2. Be shareable. “Shareability” counts for a lot. If your content is not packaged in an easy-to-share and easy-to-consume format, it’s dead on arrival. I’ve written before about the importance of “snackable” content for successful content marketing — small content pieces or tidbits that use a compelling hook to convey your message and bring your audience back for more. It’s like grabbing a food sample at the grocery store; it whets your appetite and prompts you to make a purchase. That’s exactly the promotion strategy you need to use in order to push your would-be viral content out the door.

Timing matters, too. Post your content at 1 pm for maximum shares on Facebook and retweets on Twitter. Trying to get your Pinterest content to rank highly? Wait until later in the day: peak pinning time is between 8 p.m. and 11 p.m., reports Matt Banner in his “Ultimate Social Media Cheat Sheet“. (Pro-tip: If you haven’t done so already, download or bookmark this page right now!)

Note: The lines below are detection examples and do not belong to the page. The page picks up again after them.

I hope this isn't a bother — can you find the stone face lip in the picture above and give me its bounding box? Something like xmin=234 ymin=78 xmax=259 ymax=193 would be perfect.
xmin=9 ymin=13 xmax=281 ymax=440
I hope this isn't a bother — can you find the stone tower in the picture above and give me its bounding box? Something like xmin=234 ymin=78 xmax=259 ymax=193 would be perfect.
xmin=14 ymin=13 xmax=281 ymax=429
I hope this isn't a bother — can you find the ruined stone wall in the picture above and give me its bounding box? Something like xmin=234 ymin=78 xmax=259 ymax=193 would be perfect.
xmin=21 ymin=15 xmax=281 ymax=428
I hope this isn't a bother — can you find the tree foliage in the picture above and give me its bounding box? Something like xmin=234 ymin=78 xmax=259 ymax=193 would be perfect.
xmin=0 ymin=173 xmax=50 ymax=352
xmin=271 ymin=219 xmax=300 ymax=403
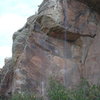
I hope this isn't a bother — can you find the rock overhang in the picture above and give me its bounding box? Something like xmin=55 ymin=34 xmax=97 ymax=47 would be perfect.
xmin=78 ymin=0 xmax=100 ymax=14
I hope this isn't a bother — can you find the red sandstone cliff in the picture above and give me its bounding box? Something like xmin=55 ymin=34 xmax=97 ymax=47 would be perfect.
xmin=0 ymin=0 xmax=100 ymax=95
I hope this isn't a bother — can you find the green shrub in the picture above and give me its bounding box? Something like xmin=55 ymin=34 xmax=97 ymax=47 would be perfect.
xmin=48 ymin=79 xmax=100 ymax=100
xmin=10 ymin=94 xmax=36 ymax=100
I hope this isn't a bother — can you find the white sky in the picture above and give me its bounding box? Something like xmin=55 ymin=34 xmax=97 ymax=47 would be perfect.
xmin=0 ymin=0 xmax=43 ymax=68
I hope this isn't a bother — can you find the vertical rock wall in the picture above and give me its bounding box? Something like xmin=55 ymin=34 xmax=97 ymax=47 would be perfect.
xmin=0 ymin=0 xmax=100 ymax=95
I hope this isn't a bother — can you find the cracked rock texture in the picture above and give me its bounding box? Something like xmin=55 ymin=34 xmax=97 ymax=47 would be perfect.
xmin=0 ymin=0 xmax=100 ymax=96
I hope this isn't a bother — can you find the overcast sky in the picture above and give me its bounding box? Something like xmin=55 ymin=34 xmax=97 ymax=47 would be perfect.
xmin=0 ymin=0 xmax=43 ymax=67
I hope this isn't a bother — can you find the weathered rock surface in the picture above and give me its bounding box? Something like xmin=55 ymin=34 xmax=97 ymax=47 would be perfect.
xmin=0 ymin=0 xmax=100 ymax=95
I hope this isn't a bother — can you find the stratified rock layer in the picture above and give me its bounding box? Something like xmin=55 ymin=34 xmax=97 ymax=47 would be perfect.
xmin=0 ymin=0 xmax=100 ymax=96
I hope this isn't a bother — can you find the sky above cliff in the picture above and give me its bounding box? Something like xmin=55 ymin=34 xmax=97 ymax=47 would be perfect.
xmin=0 ymin=0 xmax=43 ymax=67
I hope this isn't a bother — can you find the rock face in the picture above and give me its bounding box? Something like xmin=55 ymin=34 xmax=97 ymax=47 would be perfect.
xmin=0 ymin=0 xmax=100 ymax=96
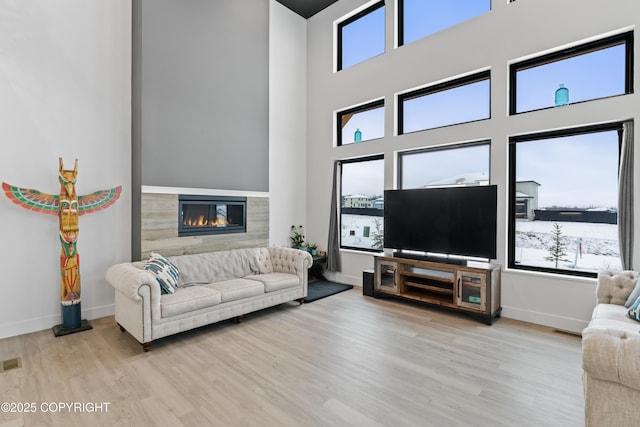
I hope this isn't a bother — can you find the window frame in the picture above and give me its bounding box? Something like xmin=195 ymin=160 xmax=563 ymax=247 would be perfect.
xmin=336 ymin=0 xmax=386 ymax=72
xmin=336 ymin=98 xmax=386 ymax=147
xmin=507 ymin=122 xmax=623 ymax=278
xmin=396 ymin=139 xmax=491 ymax=189
xmin=396 ymin=0 xmax=492 ymax=47
xmin=338 ymin=154 xmax=384 ymax=253
xmin=396 ymin=69 xmax=491 ymax=135
xmin=509 ymin=31 xmax=634 ymax=116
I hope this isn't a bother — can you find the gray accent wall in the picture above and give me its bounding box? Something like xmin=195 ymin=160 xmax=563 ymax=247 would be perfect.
xmin=132 ymin=0 xmax=269 ymax=191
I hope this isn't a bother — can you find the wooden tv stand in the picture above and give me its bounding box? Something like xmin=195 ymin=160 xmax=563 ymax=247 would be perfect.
xmin=374 ymin=256 xmax=502 ymax=325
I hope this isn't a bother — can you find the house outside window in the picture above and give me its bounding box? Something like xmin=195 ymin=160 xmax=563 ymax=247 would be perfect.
xmin=398 ymin=141 xmax=490 ymax=189
xmin=340 ymin=156 xmax=384 ymax=252
xmin=508 ymin=124 xmax=621 ymax=277
xmin=336 ymin=99 xmax=384 ymax=146
xmin=509 ymin=32 xmax=633 ymax=114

3. Make your connections do the heavy lifting.Small business owners definitely don’t have the time to push would-be viral content out the door day in and day out. Once you’ve published a piece of content (and wisely opted to share it on social media at peak times), personally reach out to your biggest connectors. These are the guys with 10,000 or more followers on Facebook and Twitter who are considered de facto thought leaders; when they post, people take note. Send a personalized direct message to 10 to 20 of your top connectors. Keep the message short and simple: explain why you think this piece of content would be valuable and invite them to share it with their network if they find it to be so.

Bottom line:

Don’t overlook the element of surprise, either. “Surprising content” is material that challenges our assumptions about a topic or idea that we were previously convinced we knew inside and out. This surprise doesn’t have to be unpleasant; in fact, according to Buzzfeed developer Will Nathan (quoted in this useful post on viral content by Neil Patel), this surprise is generally “something pleasurable”. Viral content success, here you come!